= Alexander Basansky =

Russian oligarch (born 1963)

Alexander Alexandrovich Basansky (Александр Александрович Басанский; born 6 May 1963) is a Russian oligarch. According to a 2022 article, he is the First Deputy Chairman of the Magadan Oblast Duma. He is a former high-ranking officer in the Soviet special services, and an ally of Russian president Vladimir Putin.

According to Forbes, he had the fourth highest income amongst all Russian civil servants. His son is the politician Anton Basansky.

According to the Office of Foreign Assets Control, he has not been sanctioned during the Russian invasion of Ukraine by the United States as of September 2023.

== Biography ==
Basansky was born on 6 May 1963, in Dykanka, Ukraine Soviet Socialist Republic, Soviet Union. He worked as an apprentice electrician in Ukraine, then later in mining in the Magadan Oblast. From 1981 to 1982, he served in the Soviet Army. In the 1990s, he served as an executive in a number of companies. He is a founder and owner of the company Arbat («Арбат»), and the director of Agat («Агат») since 1998.

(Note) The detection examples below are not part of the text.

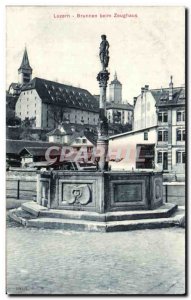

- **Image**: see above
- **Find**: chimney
[133,97,137,106]
[141,88,145,98]
[169,75,173,101]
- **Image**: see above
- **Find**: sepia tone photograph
[6,6,187,295]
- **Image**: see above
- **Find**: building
[106,73,133,125]
[8,47,32,97]
[110,77,186,178]
[47,123,97,151]
[8,48,99,129]
[16,77,99,129]
[6,139,61,167]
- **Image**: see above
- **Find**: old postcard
[6,6,187,295]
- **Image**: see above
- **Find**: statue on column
[99,34,109,71]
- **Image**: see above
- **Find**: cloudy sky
[6,6,185,103]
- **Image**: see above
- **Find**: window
[176,111,185,122]
[163,131,168,142]
[157,152,162,164]
[158,111,168,123]
[158,130,168,142]
[144,131,148,141]
[176,129,186,141]
[182,152,186,164]
[76,139,80,144]
[176,151,186,164]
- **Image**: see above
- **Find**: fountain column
[97,35,109,171]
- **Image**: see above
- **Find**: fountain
[10,35,177,231]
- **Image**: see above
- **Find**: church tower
[18,47,32,84]
[109,72,122,104]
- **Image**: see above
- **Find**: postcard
[6,6,187,295]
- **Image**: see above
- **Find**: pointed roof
[110,71,122,85]
[22,77,99,112]
[18,47,32,70]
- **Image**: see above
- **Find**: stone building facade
[106,73,133,125]
[14,49,99,129]
[110,77,186,178]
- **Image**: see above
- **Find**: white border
[0,0,191,299]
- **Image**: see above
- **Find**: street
[7,217,185,294]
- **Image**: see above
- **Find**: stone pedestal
[37,171,163,214]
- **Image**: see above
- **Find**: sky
[6,6,185,104]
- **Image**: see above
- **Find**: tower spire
[18,45,32,84]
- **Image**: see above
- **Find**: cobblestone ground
[7,218,185,294]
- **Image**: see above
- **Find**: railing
[6,178,36,200]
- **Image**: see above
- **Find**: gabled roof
[22,77,99,112]
[18,48,32,71]
[150,87,185,106]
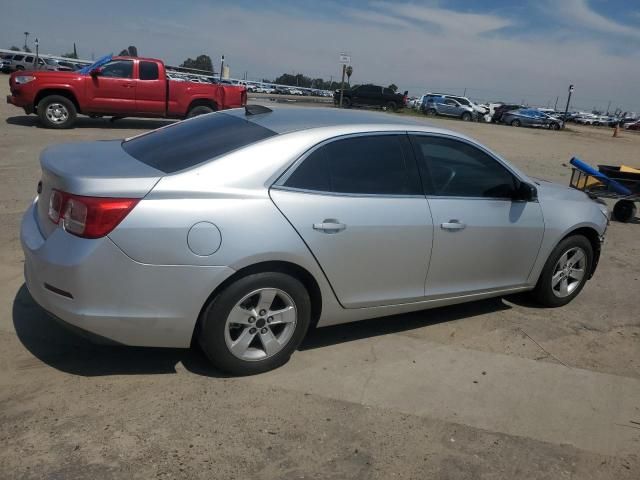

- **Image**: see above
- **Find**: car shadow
[6,115,176,130]
[13,284,511,378]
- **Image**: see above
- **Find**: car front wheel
[533,235,593,307]
[198,272,311,375]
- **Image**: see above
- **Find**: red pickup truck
[7,57,247,128]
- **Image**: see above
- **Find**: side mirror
[513,182,538,202]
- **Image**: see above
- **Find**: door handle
[313,218,347,233]
[440,219,466,230]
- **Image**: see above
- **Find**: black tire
[384,102,398,112]
[37,95,78,129]
[532,235,593,308]
[613,200,637,223]
[187,105,215,118]
[198,272,311,375]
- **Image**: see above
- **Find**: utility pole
[339,63,347,108]
[562,85,573,128]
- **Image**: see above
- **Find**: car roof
[224,107,425,134]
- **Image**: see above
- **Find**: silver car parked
[21,106,608,374]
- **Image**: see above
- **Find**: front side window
[411,135,515,198]
[140,61,159,80]
[285,135,422,195]
[100,60,133,78]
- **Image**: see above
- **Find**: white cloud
[549,0,640,38]
[372,2,512,36]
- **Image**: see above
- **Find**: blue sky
[0,0,640,111]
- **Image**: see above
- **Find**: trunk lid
[37,140,165,238]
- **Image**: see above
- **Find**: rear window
[122,113,276,173]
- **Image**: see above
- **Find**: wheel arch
[191,260,322,344]
[33,88,81,113]
[554,226,601,278]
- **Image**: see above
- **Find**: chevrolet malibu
[21,106,608,375]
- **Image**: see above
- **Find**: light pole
[34,37,40,70]
[562,85,573,128]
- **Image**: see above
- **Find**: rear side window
[285,135,422,195]
[411,135,515,198]
[140,62,159,80]
[122,113,276,173]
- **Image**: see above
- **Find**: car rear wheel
[187,105,214,118]
[38,95,78,129]
[533,235,593,307]
[198,272,311,375]
[613,200,637,223]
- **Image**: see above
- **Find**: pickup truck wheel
[38,95,78,128]
[187,105,214,118]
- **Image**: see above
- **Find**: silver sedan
[21,106,608,374]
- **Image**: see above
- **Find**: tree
[180,54,213,72]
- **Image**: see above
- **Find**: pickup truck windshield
[122,113,276,173]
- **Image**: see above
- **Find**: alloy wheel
[45,103,69,124]
[224,288,297,361]
[551,247,587,298]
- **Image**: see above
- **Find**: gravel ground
[0,84,640,480]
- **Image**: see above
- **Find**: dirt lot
[0,84,640,480]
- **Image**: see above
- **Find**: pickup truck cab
[7,56,247,128]
[333,85,407,112]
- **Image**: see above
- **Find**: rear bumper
[20,204,233,348]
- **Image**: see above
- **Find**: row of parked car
[408,93,640,130]
[0,52,85,73]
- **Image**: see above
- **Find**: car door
[270,133,433,308]
[411,134,544,297]
[135,60,167,116]
[85,60,136,114]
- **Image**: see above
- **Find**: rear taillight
[49,190,139,238]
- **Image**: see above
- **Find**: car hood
[532,178,589,201]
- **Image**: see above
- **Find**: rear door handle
[313,218,347,233]
[440,219,466,230]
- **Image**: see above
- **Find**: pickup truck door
[85,60,136,115]
[136,60,167,116]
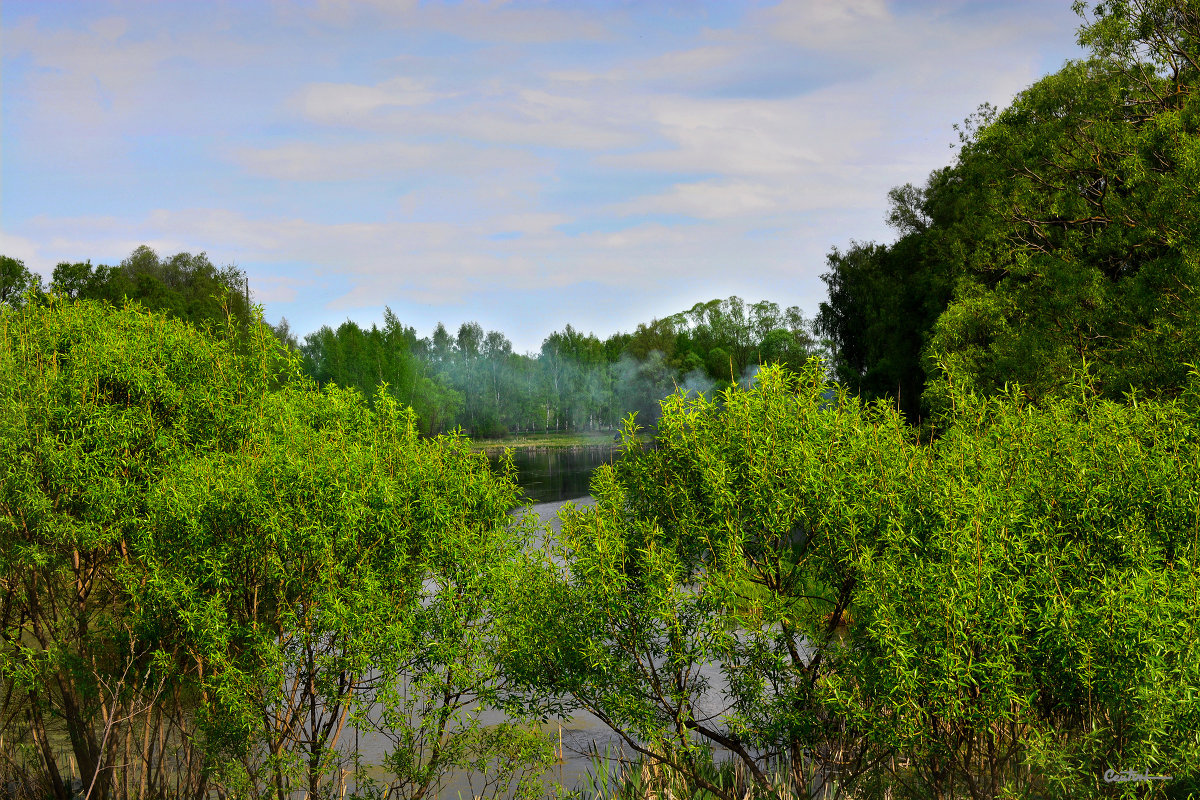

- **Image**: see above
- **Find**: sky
[0,0,1084,351]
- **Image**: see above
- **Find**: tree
[505,363,1200,800]
[0,297,550,800]
[916,0,1200,407]
[0,255,42,306]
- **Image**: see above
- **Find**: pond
[487,444,620,503]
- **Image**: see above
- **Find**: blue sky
[0,0,1081,351]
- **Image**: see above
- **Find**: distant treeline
[275,297,817,437]
[0,246,820,438]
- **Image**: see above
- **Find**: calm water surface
[488,444,620,503]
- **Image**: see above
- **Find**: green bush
[508,365,1200,798]
[0,299,550,798]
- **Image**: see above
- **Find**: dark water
[488,445,620,503]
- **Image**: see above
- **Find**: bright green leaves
[0,300,545,796]
[515,367,1200,796]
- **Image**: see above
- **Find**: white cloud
[611,181,791,219]
[298,76,448,122]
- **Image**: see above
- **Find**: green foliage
[0,299,545,798]
[0,255,42,306]
[506,365,1200,798]
[50,245,251,331]
[817,0,1200,412]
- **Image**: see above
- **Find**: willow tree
[0,299,552,798]
[505,365,1200,800]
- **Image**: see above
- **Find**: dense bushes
[0,300,548,798]
[510,368,1200,798]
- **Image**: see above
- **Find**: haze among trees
[0,0,1200,800]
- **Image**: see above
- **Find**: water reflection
[488,445,620,503]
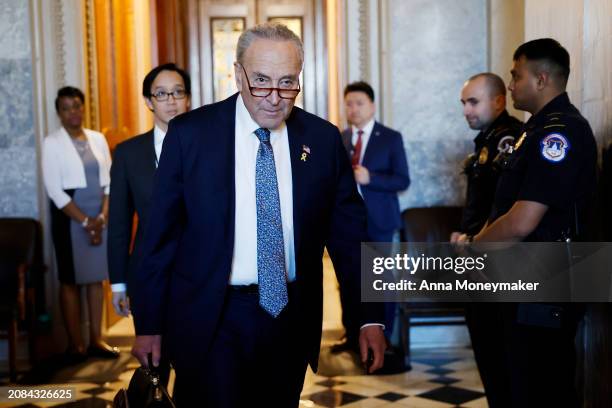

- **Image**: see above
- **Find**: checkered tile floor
[0,257,487,408]
[300,349,487,408]
[0,348,487,408]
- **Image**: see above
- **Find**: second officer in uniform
[459,38,597,408]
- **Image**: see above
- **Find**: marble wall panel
[0,0,38,218]
[384,0,487,208]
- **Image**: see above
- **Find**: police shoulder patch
[497,135,514,153]
[541,133,570,163]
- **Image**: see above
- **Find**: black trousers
[174,284,307,408]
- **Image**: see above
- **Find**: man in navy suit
[132,24,385,407]
[330,82,410,352]
[108,63,191,316]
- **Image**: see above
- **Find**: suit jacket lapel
[216,93,238,262]
[286,108,309,261]
[142,129,157,176]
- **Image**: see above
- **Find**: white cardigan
[42,127,111,208]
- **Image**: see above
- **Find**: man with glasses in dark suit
[108,63,191,316]
[132,24,385,408]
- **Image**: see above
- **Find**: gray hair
[236,23,304,65]
[468,72,506,98]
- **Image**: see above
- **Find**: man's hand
[451,234,470,255]
[113,291,130,317]
[353,164,370,186]
[450,231,461,244]
[359,325,387,374]
[132,334,161,368]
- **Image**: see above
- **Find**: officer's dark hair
[55,86,85,113]
[142,62,191,98]
[344,81,374,102]
[513,38,570,88]
[468,72,506,98]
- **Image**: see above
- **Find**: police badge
[541,133,570,163]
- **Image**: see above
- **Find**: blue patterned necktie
[255,128,288,317]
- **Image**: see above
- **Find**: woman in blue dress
[43,87,119,361]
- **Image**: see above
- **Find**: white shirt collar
[352,118,375,135]
[153,125,166,146]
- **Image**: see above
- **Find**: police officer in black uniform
[458,38,597,408]
[451,72,523,406]
[454,72,523,235]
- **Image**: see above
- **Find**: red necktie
[351,129,363,167]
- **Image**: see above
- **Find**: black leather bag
[113,357,176,408]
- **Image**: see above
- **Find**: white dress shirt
[153,125,166,167]
[229,95,295,285]
[351,118,374,164]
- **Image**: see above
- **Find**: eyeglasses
[240,64,302,99]
[151,89,187,102]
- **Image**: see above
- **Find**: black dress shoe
[62,350,88,365]
[330,341,359,354]
[87,345,120,358]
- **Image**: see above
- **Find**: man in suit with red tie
[328,82,410,352]
[132,24,385,408]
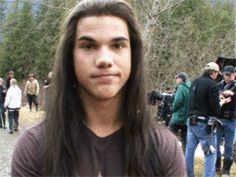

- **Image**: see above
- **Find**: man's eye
[80,44,96,49]
[113,43,125,49]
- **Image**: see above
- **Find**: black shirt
[189,75,220,117]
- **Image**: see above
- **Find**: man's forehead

He graduated from the Moscow State Open University in 2001.

He has substantial influence in the region of Kolyma in the Russian Far East. According to an article in The Wall Street Journal, while in Kolyma, Basansky openly ignores the law. He allegedly openly ordered violence against a business rival, whom he referred to as a "rat", and drives recklessly.